Kolego, napisałem ze zdrowy rozsadek jest wazniejszy.
Czy twoim zdaniem wyprzedzanie przed przejsciem dla pieszych jest zgodne
ze zdrowym rozsadkiem?
--
Pozdrawia... Budzik
b_ud_zi_k_6_1 na poczta kropka onet kropka pl (adres antyspamowy, usuń także "_")
"Wiedza to władza. Ale niewiedza, niestety, nie oznacza jeszcze
braku władzy." Niels Bohr
-
108. Data: 2018-08-18 12:39:10
Temat: Re: Kiedy można.
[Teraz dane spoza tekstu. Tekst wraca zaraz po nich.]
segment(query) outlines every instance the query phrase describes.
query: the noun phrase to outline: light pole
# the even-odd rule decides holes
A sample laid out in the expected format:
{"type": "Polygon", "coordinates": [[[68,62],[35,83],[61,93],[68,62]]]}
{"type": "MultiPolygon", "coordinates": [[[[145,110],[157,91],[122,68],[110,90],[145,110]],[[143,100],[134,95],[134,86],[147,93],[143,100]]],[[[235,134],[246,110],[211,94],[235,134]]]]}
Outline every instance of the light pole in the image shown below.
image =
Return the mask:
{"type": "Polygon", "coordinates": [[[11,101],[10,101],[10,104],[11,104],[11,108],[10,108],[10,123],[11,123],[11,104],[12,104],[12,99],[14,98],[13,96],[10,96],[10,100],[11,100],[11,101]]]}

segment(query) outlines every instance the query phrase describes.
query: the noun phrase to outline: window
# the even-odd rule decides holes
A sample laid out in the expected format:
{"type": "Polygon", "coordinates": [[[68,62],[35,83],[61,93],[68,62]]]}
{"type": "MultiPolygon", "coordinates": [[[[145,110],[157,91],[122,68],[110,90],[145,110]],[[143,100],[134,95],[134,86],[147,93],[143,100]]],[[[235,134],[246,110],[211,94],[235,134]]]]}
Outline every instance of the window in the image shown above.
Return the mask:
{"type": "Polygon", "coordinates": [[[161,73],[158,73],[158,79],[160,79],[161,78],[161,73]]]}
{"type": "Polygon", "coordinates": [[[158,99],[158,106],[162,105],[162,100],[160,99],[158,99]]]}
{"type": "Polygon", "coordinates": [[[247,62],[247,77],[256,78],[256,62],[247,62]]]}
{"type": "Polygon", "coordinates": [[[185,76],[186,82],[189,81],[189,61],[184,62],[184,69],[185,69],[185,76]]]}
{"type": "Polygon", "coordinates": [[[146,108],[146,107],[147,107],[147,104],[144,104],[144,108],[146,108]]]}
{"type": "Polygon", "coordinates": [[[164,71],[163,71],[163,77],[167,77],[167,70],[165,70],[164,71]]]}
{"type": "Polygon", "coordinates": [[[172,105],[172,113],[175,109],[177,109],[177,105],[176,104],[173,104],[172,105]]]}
Odruchy i nawyki.
Od: Shrek <...@w...pl>
W dniu 18.08.2018 o 11:59, Budzik pisze:
> Kolego, napisałem ze zdrowy rozsadek jest wazniejszy.
> Czy twoim zdaniem wyprzedzanie przed przejsciem dla pieszych jest zgodne
> ze zdrowym rozsadkiem?
W każdym wątku na ten temat znajadziesz "zdroworozsądkowców", którzy
będą ci tłumaczyć, że jezdnia jest dla samochodów, a pieszy jak już
wchodzi do tej dzungli to powinien o swoje bezpieczeństwo zadbać sam. Za
każdym jebanym razem powołują się właśnie na "zdrowyrozsądek".
Shrek.
-
109. Data: 2018-08-18 14:33:49
Temat: Re: Kiedy można komuś wjechać w dupe bezkarnie?
Od: PlaMa <b...@w...pl>
W dniu 2018-08-05 o 22:02, collie pisze:
> Nie, nie miałeś. Lewy pas służy do wyprzedzania i choćbyś jechał lewym
> 180 km/godz
> i +60 ponad normę, to w przypadku gdy ktoś Cię dogania i chce
> wyprzedzić, Twoim psim obowiązkiem jest umożliwienie mu tego, czyli
> zjechanie na środkowy/prawy
> pas.
xD Takiej gromady bzdur nie czytałem już od dawna, a to w końcu internet :D
Przestań żreć te czipsy w których znalazłeś prawko :D
-
110. Data: 2018-08-18 14:40:27
Temat: Re: Kiedy można komuś wjechać w dupe bezkarnie?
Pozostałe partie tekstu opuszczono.